Electrolysis devices are generally worthless for treating water for health enhancement, removal of common impurities, disinfection, and scale control. Claims that “ionized” waters are antioxidants are untrue; hypochlorites (present in most such waters) are in fact oxidizing agents.
Claims that “water ionizers are approved for use in Japanese hospitals” are misleading: these “approvals” merely attest to the machines’ safety — that they will not electrocute you! My understanding is that the Japanese Health Ministry is highly critical of therapeutic claims made for alkaline water.

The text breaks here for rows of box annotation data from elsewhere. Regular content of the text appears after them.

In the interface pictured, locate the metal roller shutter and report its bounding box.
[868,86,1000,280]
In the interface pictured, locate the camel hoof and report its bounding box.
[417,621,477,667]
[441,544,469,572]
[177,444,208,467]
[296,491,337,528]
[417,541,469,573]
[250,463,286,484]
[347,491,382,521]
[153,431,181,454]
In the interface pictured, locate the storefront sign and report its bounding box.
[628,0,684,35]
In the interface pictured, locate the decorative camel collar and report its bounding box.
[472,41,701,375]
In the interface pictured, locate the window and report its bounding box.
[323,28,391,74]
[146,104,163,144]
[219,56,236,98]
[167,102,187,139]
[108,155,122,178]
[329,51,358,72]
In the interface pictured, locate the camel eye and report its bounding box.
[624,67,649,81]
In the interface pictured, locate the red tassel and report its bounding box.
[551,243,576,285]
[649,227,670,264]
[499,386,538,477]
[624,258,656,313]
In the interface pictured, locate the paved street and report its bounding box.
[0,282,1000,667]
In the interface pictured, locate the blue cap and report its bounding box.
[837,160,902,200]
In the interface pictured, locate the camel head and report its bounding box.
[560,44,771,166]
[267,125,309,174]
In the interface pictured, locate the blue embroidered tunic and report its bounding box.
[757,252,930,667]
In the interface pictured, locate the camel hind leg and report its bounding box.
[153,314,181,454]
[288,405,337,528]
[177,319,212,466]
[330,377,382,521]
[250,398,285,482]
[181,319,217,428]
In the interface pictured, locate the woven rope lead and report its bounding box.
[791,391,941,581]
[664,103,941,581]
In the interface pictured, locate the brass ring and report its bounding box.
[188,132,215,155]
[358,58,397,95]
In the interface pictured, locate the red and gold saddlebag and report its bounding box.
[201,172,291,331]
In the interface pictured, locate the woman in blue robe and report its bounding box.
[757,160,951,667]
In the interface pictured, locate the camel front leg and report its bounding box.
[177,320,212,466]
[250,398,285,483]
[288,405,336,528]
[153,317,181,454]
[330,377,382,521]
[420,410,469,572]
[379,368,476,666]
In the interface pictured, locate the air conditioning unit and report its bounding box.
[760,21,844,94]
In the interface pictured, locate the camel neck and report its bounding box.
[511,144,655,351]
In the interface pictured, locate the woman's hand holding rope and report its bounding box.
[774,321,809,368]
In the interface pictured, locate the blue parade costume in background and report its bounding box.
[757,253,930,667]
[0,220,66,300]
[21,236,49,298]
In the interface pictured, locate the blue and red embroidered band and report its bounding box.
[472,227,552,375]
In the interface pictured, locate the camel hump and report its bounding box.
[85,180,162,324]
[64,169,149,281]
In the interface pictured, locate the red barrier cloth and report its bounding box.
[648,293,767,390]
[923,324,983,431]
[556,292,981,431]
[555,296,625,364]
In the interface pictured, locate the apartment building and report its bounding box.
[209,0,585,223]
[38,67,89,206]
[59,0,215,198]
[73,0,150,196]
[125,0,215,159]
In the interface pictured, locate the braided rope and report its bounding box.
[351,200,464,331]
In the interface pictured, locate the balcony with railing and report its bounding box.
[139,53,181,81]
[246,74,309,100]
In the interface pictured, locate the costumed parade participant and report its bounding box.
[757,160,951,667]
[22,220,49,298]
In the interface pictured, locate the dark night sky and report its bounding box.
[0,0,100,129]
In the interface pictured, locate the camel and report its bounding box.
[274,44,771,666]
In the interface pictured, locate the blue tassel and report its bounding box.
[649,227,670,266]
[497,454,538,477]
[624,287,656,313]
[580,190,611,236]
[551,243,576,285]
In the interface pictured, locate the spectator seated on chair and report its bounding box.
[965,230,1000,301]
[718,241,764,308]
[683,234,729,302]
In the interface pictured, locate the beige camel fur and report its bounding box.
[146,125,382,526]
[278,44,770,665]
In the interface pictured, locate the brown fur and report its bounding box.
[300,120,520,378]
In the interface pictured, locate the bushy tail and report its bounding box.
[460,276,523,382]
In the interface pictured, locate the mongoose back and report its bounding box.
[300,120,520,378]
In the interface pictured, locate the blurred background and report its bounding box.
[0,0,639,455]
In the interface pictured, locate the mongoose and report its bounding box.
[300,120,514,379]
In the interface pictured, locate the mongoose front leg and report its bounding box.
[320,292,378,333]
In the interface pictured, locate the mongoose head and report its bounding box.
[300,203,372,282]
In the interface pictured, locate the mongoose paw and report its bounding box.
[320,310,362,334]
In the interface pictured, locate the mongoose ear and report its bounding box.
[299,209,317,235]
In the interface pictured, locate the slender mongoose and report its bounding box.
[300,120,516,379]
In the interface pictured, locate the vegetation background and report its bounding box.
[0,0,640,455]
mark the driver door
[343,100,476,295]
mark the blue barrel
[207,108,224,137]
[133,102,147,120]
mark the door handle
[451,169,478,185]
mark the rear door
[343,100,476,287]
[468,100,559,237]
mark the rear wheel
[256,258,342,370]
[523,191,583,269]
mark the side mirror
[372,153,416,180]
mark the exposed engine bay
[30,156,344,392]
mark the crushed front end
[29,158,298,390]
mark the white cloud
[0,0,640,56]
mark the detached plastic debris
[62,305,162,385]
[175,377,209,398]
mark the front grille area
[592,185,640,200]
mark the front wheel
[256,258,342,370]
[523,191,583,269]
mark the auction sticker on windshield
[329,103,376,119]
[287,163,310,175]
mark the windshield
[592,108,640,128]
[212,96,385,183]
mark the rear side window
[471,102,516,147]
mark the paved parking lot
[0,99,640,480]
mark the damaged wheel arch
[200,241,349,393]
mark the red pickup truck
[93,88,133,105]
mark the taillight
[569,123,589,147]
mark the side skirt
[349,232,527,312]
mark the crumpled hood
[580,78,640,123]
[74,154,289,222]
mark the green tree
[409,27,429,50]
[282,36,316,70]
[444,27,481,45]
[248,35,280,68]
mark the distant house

And yes, I have also drank alkaline water…several clients and a part-time staff member insisted on my trying it, and I did, but I can’t say it did anything for me that regular water wouldn’t have done.
What about the Chi machine? Actually, I used to house sit for a friend who had a Chi machine, and I would lie down in the floor and use it every time I was at her house. I personally found it very relaxing, and it felt good. In fact I would usually zone out and have a little nap while the machine was running. However, the big claim made about it is that it “maximizes the body’s natural absorption of oxygen.” Really? It’s shaking your ankles back and forth. How is that doing anything to maximize the absorption of oxygen? Can’t I just lie down and shake my own ankles and do the same thing without spending that $399? The websites touting the Chi machine go on about how cancer can’t survive when you’re fully oxygenated, disease can’t get you, parasites will disappear, and all illness will leave your body if you just have enough oxygen. The way I see it, I’m breathing, so I must have enough oxygen. How much more do I need? Am I going to breathe MORE if I shake my ankles every day? I don’t think so.
Shall I go on? There are so many dubious products out there, I could stop writing about the politics of massage altogether and have enough fodder to go on for years, but I’m going to stop here, for now. I’m sure those of you who sell the heck out of these machines will write in and tell me what a moron I am. Maybe ONE of you will perform a thorough scientific examination of the facts and decide that you’ve been hoodwinked into spending a few hundred, or a few thousand, dollars on something that doesn’t work, and you’ll quit trying to sell it to your clients. That would be nice.